In August 2013, Dragas was one of only two members of the Board of Visitors to vote against scaling back the university's financial aid program, Access U.Va., which assured low-income students could graduate without debt. The U.Va. Student Council submitted a letter echoing Dragas, requesting the program be maintained as it has operated for nine years. Following the decision, Ms. Dragas maintained her opposition to the measure stating that, “[t]his action raises the cost of a UVa degree substantially for students from low-income families, hurting our diversity and coming at a time when we are already seen as elitist and unwelcoming.” Some alumni and students have begun organizing support and sending emails to administrators in an effort to reverse the decision.

In September 2013, Dragas was noted for further expressing her opposition to tuition increases in the aftermath of a meeting between foundation representatives, administrators, deans and some board members who are advocates for raising in-state student tuition. Later in the Fall at a November meeting, Dragas urged her fellow board members to delay approving elements of a new strategic plan, reiterating a need for more discussion on the plan's potential impacts to tuition and financial aid. Dragas specifically raised a concern about several years of double-digit tuition increases, following comments for the university's president that the possibility of tuition increases have not been ruled out to pay for parts of the strategic plan, especially improvements to curriculum and student engagement.

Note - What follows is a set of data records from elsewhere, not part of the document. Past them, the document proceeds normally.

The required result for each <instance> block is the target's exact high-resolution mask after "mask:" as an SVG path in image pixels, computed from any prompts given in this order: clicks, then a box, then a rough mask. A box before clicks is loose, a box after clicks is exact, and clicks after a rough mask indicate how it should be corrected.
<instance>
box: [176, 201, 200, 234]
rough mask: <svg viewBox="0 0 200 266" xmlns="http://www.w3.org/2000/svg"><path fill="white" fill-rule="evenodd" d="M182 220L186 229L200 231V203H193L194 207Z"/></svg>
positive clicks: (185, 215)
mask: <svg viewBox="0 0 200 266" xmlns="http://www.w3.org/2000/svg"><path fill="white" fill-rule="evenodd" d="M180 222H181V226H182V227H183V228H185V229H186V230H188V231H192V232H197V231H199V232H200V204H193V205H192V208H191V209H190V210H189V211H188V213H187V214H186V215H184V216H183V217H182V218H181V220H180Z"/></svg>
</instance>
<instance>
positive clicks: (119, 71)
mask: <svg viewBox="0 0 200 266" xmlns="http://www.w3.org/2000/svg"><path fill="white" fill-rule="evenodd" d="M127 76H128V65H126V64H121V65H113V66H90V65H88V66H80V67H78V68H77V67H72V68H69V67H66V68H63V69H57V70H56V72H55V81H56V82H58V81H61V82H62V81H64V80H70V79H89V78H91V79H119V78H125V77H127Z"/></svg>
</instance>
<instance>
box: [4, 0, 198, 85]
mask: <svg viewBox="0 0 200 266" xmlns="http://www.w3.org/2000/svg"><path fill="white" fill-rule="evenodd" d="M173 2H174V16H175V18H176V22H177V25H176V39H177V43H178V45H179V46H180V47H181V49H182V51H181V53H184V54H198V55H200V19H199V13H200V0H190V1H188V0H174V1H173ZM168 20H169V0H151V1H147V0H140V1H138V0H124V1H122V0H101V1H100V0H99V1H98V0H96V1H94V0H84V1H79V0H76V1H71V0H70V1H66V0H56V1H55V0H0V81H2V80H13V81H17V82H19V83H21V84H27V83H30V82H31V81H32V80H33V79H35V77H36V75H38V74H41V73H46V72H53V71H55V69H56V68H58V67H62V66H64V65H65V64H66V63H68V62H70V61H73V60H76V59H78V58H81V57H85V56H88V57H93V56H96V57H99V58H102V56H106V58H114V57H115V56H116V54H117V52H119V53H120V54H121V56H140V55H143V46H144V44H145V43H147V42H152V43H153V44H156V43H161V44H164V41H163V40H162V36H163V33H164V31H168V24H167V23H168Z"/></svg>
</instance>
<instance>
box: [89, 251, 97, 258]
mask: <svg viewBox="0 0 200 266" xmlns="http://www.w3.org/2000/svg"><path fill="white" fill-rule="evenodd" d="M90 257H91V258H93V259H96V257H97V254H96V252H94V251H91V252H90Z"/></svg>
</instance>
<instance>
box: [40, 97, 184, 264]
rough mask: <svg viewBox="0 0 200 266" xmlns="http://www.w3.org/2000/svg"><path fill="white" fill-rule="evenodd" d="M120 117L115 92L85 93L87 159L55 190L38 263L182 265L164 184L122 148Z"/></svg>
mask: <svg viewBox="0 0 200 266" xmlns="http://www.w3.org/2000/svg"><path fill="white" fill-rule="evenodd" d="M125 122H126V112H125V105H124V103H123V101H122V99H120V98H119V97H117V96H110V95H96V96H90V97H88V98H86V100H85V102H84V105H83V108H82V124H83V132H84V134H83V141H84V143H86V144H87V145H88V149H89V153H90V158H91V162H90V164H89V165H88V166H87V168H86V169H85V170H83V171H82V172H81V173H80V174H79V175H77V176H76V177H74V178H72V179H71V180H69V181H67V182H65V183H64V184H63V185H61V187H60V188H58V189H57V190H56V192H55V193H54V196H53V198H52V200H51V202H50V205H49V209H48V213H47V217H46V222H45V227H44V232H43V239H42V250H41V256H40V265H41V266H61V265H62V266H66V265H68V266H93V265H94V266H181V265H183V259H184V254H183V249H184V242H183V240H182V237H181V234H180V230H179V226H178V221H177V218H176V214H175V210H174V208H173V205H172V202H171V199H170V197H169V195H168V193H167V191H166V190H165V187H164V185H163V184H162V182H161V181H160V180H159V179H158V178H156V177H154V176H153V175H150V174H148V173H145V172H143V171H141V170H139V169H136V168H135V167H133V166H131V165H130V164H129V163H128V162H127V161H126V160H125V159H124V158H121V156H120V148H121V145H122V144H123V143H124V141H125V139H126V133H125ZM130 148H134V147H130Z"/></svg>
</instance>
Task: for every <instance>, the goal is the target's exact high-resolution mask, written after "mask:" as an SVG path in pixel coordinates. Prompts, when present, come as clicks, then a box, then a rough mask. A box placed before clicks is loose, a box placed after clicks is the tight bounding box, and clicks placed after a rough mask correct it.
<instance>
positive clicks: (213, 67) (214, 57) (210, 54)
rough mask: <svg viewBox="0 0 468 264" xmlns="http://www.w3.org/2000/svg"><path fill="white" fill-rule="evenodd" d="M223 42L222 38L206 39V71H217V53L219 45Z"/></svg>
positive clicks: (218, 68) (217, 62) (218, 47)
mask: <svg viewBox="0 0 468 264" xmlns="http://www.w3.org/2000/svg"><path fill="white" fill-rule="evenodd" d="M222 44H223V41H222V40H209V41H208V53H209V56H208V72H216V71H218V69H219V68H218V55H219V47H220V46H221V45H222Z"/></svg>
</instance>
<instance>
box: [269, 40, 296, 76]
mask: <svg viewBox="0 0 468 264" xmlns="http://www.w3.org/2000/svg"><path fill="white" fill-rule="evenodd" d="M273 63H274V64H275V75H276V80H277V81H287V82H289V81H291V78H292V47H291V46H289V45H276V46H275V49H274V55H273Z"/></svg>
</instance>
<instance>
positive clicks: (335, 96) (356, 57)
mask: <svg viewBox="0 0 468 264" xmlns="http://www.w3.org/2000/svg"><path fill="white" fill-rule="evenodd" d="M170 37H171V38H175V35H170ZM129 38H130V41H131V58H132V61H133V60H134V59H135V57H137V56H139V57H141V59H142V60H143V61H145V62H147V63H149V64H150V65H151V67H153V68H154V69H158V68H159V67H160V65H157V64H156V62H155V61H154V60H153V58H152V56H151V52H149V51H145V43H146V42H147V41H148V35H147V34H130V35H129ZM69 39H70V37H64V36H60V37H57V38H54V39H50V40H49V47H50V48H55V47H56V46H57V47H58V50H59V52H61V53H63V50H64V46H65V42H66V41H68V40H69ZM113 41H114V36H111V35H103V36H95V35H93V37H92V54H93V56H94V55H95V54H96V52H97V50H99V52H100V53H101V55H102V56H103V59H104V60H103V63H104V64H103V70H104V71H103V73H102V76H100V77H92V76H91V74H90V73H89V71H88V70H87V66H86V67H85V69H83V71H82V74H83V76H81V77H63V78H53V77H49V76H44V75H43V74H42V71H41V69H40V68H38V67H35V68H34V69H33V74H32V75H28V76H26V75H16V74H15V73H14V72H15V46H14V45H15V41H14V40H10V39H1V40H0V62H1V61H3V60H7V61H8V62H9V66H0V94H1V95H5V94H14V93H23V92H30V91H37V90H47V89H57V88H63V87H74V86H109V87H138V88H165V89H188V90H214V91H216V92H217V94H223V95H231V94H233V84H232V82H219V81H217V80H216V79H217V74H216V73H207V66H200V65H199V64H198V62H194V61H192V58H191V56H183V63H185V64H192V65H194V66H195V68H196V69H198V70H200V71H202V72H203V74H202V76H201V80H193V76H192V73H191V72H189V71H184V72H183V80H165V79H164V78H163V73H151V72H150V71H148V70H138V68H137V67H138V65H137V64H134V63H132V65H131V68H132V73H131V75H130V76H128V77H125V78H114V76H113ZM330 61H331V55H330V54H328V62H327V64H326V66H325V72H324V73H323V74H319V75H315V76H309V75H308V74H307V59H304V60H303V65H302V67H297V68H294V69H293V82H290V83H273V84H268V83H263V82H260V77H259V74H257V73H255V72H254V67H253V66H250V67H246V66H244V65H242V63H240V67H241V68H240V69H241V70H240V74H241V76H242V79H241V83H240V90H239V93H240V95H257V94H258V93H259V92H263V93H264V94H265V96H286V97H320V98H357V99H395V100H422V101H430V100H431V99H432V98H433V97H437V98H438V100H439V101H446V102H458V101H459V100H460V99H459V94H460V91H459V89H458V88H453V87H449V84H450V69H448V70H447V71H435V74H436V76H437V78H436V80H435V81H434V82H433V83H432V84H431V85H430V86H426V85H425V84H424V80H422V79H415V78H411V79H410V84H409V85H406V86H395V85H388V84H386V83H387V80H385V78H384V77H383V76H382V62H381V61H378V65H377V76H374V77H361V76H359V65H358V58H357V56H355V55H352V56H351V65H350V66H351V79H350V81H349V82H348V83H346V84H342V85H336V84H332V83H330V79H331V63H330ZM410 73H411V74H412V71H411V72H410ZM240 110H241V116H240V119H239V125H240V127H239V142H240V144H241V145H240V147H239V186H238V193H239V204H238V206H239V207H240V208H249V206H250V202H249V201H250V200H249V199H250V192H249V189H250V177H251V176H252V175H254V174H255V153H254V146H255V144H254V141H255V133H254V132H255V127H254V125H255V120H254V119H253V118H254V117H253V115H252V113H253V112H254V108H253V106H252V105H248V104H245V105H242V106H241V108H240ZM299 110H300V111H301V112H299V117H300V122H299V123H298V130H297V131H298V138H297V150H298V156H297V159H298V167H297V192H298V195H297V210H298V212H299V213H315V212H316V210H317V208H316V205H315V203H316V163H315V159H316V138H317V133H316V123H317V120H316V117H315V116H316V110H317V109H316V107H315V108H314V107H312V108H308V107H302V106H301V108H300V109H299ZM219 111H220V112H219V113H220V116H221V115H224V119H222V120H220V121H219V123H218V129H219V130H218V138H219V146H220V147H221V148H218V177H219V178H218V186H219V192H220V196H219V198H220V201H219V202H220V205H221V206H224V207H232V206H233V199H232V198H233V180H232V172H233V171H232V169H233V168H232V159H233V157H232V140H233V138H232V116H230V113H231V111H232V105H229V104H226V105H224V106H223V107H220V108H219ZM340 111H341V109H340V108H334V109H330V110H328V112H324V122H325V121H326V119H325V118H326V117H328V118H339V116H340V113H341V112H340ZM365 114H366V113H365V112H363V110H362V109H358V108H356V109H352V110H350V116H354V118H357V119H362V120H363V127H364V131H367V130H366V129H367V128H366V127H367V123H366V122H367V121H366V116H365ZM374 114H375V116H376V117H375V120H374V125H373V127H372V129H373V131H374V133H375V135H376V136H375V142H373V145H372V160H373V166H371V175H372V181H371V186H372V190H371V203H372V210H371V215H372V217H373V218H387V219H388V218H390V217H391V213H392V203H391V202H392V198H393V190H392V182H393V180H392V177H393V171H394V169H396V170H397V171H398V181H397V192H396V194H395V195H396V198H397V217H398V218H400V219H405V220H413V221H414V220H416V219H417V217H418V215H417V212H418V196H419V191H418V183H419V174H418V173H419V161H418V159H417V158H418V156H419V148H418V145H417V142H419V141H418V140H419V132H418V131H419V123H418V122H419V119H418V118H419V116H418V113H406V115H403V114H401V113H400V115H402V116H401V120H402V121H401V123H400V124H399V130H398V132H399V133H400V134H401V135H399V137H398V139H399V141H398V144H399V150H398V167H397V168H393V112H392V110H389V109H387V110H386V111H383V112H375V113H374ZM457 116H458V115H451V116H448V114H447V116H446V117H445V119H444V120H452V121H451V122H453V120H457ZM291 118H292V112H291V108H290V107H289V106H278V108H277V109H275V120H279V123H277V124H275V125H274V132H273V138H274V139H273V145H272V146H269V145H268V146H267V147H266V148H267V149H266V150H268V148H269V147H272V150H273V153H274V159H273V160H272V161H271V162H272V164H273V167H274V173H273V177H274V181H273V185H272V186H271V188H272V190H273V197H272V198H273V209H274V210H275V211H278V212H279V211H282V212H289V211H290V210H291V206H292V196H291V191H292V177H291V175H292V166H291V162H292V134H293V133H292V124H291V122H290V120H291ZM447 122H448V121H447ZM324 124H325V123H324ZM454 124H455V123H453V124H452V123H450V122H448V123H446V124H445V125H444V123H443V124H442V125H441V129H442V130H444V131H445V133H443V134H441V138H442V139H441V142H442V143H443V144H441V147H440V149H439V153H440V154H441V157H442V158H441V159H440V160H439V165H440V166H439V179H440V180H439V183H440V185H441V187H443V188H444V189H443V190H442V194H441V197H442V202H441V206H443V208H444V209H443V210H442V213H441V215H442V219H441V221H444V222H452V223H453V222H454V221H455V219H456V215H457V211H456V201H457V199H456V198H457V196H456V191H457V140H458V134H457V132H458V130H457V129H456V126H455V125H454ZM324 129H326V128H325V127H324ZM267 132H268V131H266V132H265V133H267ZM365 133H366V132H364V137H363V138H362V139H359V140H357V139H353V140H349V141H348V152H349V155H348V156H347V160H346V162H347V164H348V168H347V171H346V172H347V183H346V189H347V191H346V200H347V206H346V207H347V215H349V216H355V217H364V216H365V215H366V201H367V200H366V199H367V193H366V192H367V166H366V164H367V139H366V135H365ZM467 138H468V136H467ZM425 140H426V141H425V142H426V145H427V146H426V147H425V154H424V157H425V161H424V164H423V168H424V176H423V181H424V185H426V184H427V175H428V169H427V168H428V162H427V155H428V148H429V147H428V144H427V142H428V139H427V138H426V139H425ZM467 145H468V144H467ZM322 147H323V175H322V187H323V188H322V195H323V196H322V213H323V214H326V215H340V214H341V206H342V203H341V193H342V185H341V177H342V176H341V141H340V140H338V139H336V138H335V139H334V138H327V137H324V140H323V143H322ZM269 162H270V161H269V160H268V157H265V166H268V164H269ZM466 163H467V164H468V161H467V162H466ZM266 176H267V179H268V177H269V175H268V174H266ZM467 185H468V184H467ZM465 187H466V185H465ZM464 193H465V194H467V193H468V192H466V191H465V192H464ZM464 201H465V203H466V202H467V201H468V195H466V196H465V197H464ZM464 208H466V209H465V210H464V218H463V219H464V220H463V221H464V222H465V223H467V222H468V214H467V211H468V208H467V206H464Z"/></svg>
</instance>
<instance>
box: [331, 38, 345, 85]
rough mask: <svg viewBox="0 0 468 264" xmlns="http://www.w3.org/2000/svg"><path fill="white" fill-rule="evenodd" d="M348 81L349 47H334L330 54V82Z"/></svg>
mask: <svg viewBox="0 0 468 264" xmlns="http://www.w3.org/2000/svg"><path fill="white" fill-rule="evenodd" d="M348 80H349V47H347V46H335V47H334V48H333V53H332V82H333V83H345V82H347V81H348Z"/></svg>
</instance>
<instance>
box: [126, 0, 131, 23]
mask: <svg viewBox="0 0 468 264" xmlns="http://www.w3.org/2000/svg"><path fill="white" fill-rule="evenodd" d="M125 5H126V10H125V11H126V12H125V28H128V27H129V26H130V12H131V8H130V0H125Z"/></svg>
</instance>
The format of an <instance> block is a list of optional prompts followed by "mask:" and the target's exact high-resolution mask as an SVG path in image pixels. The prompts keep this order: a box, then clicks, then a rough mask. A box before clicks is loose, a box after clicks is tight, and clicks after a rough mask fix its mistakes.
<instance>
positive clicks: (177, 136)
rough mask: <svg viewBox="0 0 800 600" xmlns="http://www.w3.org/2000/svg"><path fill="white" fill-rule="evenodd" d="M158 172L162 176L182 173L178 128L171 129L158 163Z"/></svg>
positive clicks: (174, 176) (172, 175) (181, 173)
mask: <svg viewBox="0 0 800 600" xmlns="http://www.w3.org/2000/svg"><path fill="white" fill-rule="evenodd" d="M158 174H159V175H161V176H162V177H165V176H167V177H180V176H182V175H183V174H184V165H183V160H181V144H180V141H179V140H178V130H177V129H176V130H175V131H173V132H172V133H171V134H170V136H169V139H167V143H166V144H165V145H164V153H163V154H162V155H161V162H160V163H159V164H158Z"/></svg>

Ms. Dragas was featured in Hampton Road Magazine's list of “10 Leading Ladies” featuring the advice of powerful and inspiring women. She further mentioned the importance of affordable tuition by attributing her success and inspiration to the fact that she and her family “were able to afford the cost of a life-changing undergraduate and graduate education at the University of Virginia."

===Advocacy on affordability===
Throughout 2014, Dragas was further recognized for her advocacy of affordable higher education. Dragas has been joined by other members of the Board in raising concerns that the university has relied too much on yearly tuition increases to backfill stagnant state funding, lack of strategic planning, and declining research.

Dragas and fellow board members have also pointed to the university's lack of a long-term financial plan as one reason for the continued escalation of tuition. In response, in June 2014, the UVa Board of Visitors set up a special subcommittee to work on a long-range plan targeting affordability for students.

During a June meeting of the UVa Board of Visitors, Dragas again raised the issue of the university's public mission to provide affordable access to Virginians, arguing that board members owe their primary duty of loyalty to the public and then to the university. A newspaper article on the meeting pointed to tuition increases, as an example, which may limit access to Virginians with lower incomes but help the university administration avoid difficult budget decisions. Charlottesville's newspaper, The Daily Progress, cheered “Hooray for Helen Dragas”, and editorialized that Dragas was “spot-on in saying that the University of Virginia, including its governing board, should put the public interest first.” Calling her “right on the money on these issues”, The Daily Progress also agreed with Dragas that a proposed code of conduct muzzling board member expression of dissenting views would be an unrighteous decision for a public institution.

==Personal life==
Dragas lives in Virginia Beach, Virginia. She is married to Lewis Webb, an attorney; they have three children.